(The Canadian Press circulated the following story by Allan Swift on June 17.)
MONTREAL — Canadian National Railway Co. is expecting a big boost in its container traffic when the Port of Prince Rupert, B.C., completes its first container terminal sometime next year.
Chief executive Hunter Harrison told analysts Thursday that a planned container terminal at the Pacific port will give CN a competitive advantage over other railways and Prince Rupert an edge over other West Coast ports serving Asian markets.
A spokesman for the Prince Rupert Port Authority said the port is expected to announce within 60 days a partner to build a container terminal, able to handle large container ships carrying consumer goods from China and other countries.
Port authority spokesman Shaun Stevenson said the B.C. provincial government has also committed $17 million to the terminal project.
Harrison said CN’s investment at Prince Rupert is partly dependent on getting federal approval for its $1-billion takeover of B.C. Rail, announced last November but still under review by the Competition Bureau.
If the controversial B.C. Rail deal goes through, CN is already committed to spend $15 million to modify its line between Prince Rupert and its mainline track west of Edmonton, to make it possible to carry two stacked containers on each railcar, as the mainline network already can.
“There’s a huge opportunity in Prince Rupert,” Harrison said in a presentation to analysts.
Prince Rupert says it is the deepest natural harbour in North America, and is located 30 hours’ sailing time closer to Asia than other west coast ports
CN, with the only rail link, says it could shuttle the containers to the continental hub at Chicago 1.5 days faster than from any other port.

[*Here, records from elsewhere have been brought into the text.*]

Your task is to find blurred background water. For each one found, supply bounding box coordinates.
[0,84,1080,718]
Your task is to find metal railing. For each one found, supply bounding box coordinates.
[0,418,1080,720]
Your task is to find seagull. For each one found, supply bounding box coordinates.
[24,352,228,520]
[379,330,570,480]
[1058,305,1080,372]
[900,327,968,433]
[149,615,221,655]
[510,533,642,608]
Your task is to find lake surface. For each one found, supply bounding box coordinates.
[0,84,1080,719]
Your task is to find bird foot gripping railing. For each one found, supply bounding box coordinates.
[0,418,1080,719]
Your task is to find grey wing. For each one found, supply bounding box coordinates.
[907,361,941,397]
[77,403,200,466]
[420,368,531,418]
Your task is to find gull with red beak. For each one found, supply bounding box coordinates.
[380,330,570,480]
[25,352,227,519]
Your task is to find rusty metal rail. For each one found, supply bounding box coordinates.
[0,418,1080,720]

Inter-modal traffic, the shipping of standard-sized steel containers that also go on ships and trucks, accounts for 19 per cent of CN revenues.
Harrison said that while the inter-modal business is growing, it has to improve margins to achieve the profits of its other divisions. “Inter-modal has grown in the double digits but it has clearly not had the return to invest in the franchise.”
He said the company intends to increase its freight rates by about two to three per cent a year, given that its service has improved with faster and more reliable trains. In recent years the rate increases have been one to two per cent.
“We can only sustain the price increases if we continue to provide the quality, to raise the service bar,” Harrison said at the Merrill Lynch-sponsored transportation conference.
Harrison also revealed Thursday that CN is in negotiation to move a trainyard located near an unnamed major urban centre, and to sell the real estate, valued at $340 million to $400 million.
He added that the railway plans to close “a major hump yard” in Canada, over the next five years.
CN recently divulged a five-year target to grow earnings and earnings per share by between eight and 12 per cent annually.
Harrison said Thursday CN has the capacity to achieve this growth without major increases to operating expenses.
CN shares (TSX:CNR) were up eight cents to $56.43 on the Toronto stock market Thursday.